Offer tools for debugging.

Having great performance is nice, but bugs related to explicit memory management can be hard to track down. LWJGL helps with:

  • Basic checks. These are enabled by default and ensure basic invariants with respect to API usage. The most important are related to buffers that cannot be NULL and buffer sizes that must be within certain ranges. This applies to both method parameters and struct members.
  • A debug mode. When enabled, LWJGL performs additional checks, that may be too expensive to perform by default.
  • A debug memory allocator. When enabled, all allocations are tracked and any leaks are reported when the JVM process ends. Each leak includes how many bytes where allocated and where exactly (with a full stack trace). Tracking is enabled for allocations via MemoryUtil as well as native-to-Java callback instances.
  • A stack allocation debugger. When enabled, LWJGL reports methods that have a broken symmetry between stack push & pop.

Summary

All of the above strategies contribute to the final "look and feel" of writing code for LWJGL, which can be summed up as: clean and efficient.

The greatest insight we gained while working on LWJGL 3 is that escape analysis works fantastically well in Java 8+. After several iterations, the final API does very little to encourage buffer instance reuse; it's simply not needed. Writing clean Java code, short and simple, does wonders not only for pure Java, but also when interacting with native libraries.
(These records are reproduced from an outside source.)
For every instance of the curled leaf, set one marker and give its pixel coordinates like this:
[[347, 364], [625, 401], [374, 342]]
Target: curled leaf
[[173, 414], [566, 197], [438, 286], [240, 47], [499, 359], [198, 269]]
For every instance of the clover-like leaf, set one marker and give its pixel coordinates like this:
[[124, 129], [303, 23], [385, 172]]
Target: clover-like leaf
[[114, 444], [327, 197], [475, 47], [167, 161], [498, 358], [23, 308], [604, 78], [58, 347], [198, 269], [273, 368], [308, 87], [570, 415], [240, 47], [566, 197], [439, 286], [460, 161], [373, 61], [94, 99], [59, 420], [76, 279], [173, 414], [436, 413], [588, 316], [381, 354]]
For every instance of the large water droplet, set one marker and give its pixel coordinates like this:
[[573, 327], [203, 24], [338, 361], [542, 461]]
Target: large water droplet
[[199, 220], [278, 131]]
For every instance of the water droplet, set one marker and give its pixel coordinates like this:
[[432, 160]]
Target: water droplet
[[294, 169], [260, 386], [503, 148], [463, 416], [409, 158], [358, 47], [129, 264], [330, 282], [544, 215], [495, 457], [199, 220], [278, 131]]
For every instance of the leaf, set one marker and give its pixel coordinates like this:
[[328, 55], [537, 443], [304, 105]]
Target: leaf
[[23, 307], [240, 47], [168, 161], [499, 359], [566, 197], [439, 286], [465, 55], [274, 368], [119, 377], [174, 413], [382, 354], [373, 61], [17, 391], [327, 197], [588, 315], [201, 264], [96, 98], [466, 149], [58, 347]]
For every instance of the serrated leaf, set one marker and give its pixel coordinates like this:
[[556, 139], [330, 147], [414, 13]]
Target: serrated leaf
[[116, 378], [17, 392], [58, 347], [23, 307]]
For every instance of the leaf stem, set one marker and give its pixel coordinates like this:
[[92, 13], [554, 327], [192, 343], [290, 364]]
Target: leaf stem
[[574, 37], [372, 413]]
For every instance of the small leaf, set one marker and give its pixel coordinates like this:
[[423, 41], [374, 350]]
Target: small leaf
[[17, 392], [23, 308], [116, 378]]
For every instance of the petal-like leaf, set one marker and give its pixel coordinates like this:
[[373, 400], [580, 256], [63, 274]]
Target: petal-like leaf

There are several, very useful native libraries out there. Waiting for a pure Java port or an abstraction in the JDK just because of how ugly and inefficient JNI code usually is, should be a thing of the past. LWJGL's approach works right now. Soon, Project Panama will eliminate most (if not all) remaining overhead and together with value types and any-generics will provide an extra level of type safety, bringing to Java a very strong FFI solution.